More recently, R3's Richard Brown has been marketing the notion that "I
know that what you see is what I see" as an aphorism leading to the
benefits of known equivalence as well as integrity. It turns out that
when done in certain fields such as clearing & settlement, there are
dramatic short cuts one can take with the old systems if we know that
there are no reconciliation issues to bite us. Coincidentally, my
description of these processes fell out of a design for payments that
was intended for exactly that - trading in real time gross settlement,
without the clearance & settlement nightmare.
> So lets imagine we are on a business trip. We stay at a Hilton, we get
> a drink at Starbucks, etc. and when we get home we have a pile of
> receipts that we have to remember to turn in.
> What if each of those receipts had a QR code that linked to an
> encrypted version of the receipt? What if we didn't need any PKI or
> even public key to decrypt it? What if this could be the first step on
> the road to finally getting rid of emailed invoices, tax forms, etc. etc.?
Yes it would work. That challenge is to not to build it, but to
encourage adoption. This is chicken & egg. Someone has to take the
lead and start posting these.
Then, as soon as you start posting these, the worryworts come out of the
woodwork. Privacy, security, compliance, taxman, patriotism, ...
everyone's got their criticism. So part of the puzzle is to find a
space where it can be protected for long enough to keep back the
no-dooers. Like mPesa was protected. Not sure what that is tho.
Business wise, it could be loyalty points - the receipt QR could lead to
not only the digital receipt but also include the extra points needed to
get the "free coffee after 6" deal. Wrap the app around it and start
brewing.
> [Yes, can also do it over near field communication and we could
> integrate the payment mechanism.

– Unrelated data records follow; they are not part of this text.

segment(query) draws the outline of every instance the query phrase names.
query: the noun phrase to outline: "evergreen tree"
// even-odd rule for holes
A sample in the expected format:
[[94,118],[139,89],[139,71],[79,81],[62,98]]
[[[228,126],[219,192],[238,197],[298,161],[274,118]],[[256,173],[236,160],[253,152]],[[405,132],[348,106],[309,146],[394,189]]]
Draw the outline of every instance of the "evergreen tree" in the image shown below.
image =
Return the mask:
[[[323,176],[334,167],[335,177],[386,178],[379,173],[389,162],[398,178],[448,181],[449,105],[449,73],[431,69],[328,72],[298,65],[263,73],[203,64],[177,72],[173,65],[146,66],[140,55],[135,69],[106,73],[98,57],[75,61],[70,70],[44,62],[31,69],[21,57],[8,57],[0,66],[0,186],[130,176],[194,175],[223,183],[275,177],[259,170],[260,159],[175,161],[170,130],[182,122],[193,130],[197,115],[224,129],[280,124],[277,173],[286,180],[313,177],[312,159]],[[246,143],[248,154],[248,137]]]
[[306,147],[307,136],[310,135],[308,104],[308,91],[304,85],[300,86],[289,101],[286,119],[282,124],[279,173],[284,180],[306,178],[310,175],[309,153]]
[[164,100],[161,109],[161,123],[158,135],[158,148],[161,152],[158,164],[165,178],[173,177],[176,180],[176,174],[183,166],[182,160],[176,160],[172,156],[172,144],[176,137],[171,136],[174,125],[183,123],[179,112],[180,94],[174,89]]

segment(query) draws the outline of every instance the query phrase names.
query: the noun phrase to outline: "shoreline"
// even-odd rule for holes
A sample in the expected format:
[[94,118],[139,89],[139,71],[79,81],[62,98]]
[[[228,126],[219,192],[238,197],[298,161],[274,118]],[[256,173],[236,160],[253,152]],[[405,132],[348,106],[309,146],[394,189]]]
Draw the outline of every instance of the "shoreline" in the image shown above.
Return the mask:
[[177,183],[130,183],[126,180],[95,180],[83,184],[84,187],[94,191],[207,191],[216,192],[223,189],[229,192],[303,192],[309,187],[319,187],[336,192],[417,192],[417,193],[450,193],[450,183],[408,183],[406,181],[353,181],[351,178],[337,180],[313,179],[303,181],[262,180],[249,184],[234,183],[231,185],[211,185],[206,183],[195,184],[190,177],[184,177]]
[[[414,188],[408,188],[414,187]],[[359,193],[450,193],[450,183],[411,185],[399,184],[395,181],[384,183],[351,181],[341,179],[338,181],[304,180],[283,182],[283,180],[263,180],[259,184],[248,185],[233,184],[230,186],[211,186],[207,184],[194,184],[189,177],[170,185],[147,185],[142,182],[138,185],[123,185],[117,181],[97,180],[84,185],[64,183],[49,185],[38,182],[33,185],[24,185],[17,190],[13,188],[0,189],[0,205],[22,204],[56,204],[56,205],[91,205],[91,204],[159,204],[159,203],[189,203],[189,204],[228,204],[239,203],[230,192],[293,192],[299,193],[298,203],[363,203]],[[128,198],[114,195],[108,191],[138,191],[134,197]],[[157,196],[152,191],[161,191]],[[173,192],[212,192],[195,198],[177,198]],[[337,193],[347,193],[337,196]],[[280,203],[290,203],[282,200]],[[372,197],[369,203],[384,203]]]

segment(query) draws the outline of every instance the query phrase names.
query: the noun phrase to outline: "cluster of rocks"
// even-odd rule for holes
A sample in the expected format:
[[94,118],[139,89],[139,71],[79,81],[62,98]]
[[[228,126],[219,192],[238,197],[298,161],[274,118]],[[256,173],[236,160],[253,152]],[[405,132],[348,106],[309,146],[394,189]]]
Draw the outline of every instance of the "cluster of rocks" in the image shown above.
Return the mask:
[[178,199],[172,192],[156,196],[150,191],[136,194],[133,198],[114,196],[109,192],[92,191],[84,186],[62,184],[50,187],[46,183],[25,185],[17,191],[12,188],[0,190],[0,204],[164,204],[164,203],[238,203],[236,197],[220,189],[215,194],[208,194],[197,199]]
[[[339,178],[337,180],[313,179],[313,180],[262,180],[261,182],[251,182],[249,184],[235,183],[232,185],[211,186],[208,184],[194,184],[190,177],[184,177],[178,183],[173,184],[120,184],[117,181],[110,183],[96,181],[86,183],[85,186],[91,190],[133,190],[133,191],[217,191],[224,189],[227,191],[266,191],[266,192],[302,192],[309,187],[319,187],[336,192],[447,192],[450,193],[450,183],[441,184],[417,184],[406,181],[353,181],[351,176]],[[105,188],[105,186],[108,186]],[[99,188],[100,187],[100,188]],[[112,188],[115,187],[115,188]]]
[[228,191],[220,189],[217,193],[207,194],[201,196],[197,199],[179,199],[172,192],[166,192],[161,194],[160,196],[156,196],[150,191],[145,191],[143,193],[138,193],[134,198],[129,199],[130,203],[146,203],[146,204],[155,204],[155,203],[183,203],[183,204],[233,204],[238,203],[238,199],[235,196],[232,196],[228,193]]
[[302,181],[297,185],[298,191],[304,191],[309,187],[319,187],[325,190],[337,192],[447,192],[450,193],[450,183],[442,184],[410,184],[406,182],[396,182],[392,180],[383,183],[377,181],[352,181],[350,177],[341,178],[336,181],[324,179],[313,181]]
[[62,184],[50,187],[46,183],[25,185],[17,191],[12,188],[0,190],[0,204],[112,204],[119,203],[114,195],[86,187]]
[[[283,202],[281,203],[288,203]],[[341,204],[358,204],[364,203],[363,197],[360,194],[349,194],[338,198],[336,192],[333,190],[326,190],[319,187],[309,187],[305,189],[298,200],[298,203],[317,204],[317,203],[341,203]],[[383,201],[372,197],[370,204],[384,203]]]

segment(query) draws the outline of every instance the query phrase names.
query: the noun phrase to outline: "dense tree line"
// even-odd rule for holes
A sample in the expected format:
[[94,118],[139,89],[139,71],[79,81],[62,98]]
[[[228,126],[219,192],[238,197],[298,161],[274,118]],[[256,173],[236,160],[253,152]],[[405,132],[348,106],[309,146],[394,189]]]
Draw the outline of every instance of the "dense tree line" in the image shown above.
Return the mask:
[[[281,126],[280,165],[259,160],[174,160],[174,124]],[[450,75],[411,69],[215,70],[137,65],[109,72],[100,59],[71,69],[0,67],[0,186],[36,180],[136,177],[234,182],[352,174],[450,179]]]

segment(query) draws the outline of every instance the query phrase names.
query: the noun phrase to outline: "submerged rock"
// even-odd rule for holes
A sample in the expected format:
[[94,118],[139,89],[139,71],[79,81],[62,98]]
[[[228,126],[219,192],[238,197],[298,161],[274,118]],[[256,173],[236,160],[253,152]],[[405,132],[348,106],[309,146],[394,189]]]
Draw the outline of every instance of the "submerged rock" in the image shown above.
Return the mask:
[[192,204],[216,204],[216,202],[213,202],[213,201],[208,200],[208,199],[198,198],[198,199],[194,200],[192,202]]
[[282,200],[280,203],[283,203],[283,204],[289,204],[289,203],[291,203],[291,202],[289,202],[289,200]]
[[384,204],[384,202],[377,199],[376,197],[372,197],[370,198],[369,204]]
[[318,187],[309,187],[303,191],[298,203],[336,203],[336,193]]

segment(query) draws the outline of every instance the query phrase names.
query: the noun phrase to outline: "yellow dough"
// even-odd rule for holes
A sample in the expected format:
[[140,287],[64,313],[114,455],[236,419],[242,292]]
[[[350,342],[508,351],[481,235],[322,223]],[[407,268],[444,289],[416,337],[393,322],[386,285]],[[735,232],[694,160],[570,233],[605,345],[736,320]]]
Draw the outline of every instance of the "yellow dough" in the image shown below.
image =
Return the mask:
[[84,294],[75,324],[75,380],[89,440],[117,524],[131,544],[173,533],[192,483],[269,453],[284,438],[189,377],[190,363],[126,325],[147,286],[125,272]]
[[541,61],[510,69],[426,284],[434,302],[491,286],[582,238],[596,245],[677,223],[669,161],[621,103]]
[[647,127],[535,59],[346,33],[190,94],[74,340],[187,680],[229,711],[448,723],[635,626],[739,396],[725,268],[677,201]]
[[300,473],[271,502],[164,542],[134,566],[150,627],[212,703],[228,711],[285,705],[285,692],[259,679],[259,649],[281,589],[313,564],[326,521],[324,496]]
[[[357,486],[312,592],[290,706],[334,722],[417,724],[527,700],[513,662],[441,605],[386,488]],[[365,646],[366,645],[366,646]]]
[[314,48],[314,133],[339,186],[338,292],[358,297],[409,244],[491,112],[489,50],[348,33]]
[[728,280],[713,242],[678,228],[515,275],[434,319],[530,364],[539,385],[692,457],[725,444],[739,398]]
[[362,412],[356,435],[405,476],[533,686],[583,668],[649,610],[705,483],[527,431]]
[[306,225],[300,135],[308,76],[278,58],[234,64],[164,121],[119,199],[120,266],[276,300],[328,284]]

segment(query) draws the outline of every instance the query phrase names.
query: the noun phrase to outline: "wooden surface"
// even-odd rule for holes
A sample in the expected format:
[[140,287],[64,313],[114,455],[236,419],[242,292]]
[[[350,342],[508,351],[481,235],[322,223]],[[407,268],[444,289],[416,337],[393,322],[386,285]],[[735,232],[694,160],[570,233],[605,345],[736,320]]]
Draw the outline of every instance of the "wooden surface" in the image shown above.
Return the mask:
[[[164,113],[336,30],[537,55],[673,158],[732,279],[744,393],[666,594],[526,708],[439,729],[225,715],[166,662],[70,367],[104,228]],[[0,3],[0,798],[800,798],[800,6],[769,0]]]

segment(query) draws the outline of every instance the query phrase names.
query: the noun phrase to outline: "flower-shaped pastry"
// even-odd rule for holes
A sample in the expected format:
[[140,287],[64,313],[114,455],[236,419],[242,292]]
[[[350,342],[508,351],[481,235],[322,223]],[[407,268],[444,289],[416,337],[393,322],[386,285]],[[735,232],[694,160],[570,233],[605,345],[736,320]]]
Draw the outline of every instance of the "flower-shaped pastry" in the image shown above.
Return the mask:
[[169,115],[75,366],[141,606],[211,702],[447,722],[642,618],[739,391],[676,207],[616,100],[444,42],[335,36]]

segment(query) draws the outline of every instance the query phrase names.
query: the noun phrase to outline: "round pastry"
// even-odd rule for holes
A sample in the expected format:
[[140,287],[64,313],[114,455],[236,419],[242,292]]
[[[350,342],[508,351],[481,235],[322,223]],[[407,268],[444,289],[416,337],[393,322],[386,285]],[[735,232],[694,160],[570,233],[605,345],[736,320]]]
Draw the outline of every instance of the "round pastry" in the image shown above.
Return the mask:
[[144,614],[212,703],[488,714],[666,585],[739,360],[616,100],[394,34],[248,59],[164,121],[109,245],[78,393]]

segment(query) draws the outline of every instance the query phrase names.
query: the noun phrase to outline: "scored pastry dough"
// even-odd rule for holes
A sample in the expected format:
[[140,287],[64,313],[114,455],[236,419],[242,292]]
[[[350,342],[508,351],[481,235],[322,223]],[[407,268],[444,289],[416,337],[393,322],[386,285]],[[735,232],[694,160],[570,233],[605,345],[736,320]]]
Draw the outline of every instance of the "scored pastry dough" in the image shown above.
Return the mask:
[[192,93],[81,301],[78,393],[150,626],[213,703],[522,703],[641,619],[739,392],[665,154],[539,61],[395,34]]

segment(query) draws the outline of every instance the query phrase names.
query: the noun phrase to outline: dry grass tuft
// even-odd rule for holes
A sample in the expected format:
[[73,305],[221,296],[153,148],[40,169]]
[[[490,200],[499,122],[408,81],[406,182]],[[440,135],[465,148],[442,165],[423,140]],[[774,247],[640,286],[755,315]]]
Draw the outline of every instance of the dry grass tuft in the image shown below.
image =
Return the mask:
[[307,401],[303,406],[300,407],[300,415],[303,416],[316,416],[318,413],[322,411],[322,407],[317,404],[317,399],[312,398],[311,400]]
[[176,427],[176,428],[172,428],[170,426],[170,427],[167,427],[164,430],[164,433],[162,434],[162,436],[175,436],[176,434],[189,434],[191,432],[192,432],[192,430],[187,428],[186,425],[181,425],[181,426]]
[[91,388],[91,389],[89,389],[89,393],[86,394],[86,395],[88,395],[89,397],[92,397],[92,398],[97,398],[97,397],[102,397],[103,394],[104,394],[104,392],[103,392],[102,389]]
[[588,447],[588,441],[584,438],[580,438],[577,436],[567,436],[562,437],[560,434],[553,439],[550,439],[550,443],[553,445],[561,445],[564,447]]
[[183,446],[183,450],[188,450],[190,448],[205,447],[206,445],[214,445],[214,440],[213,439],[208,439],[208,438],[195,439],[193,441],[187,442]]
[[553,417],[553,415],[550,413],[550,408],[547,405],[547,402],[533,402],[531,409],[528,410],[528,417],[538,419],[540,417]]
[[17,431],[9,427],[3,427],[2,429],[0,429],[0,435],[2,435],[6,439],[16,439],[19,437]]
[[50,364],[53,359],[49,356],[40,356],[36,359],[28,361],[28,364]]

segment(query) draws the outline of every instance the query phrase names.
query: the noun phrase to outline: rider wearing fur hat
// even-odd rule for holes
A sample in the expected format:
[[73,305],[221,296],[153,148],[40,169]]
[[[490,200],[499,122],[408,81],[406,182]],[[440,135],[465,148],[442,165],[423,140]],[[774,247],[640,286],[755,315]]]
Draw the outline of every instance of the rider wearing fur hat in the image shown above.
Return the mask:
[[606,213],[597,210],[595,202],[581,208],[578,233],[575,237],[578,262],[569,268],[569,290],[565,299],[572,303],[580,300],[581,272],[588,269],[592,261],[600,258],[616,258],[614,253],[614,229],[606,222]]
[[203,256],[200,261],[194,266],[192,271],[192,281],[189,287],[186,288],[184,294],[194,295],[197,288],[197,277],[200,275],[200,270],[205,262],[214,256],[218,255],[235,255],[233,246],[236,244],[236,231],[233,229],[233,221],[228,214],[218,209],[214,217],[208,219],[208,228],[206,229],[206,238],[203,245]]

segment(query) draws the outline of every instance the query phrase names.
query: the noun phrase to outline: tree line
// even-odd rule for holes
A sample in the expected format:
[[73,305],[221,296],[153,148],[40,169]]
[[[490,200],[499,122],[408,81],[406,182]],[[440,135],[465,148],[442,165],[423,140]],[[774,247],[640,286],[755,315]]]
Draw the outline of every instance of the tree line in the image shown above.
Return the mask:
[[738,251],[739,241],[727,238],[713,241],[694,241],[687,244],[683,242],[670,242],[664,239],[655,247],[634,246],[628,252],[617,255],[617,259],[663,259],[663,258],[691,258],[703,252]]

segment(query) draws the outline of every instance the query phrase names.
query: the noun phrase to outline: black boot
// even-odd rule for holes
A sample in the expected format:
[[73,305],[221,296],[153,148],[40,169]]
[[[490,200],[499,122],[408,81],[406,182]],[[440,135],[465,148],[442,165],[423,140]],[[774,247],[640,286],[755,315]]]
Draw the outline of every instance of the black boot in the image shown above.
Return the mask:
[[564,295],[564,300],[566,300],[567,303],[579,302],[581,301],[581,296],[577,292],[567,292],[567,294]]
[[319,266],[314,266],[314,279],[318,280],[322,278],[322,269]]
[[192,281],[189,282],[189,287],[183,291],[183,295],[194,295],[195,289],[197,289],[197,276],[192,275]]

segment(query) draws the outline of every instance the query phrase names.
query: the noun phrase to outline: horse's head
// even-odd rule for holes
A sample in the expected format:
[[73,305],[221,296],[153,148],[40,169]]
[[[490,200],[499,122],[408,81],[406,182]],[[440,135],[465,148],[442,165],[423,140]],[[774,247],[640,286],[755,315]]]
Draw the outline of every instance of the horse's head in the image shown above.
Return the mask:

Got the specs for that as well.]
> So I am going to need some people/governments to invest in this to
> realize the full potential.
As above, I do not think just investing will work. What you need is to
convince someone who is already doing something quite close to get a bit
closer. We need to borrow someone else's chicken, make some quick
evolutionary hacks, and then try for our first new egg.
> [elided]
> So to make this happen in real life, what I plan to do is:
> 1) Finish the revisions to the spec
> 2) Release the reference code (C#) enabling the non QR code version
> 3) Make a You Tube video describing the scheme
> 6) Profit?
Any update?
iang
ps; and did you resolve the 4-4-4 vs 5-3-5 question?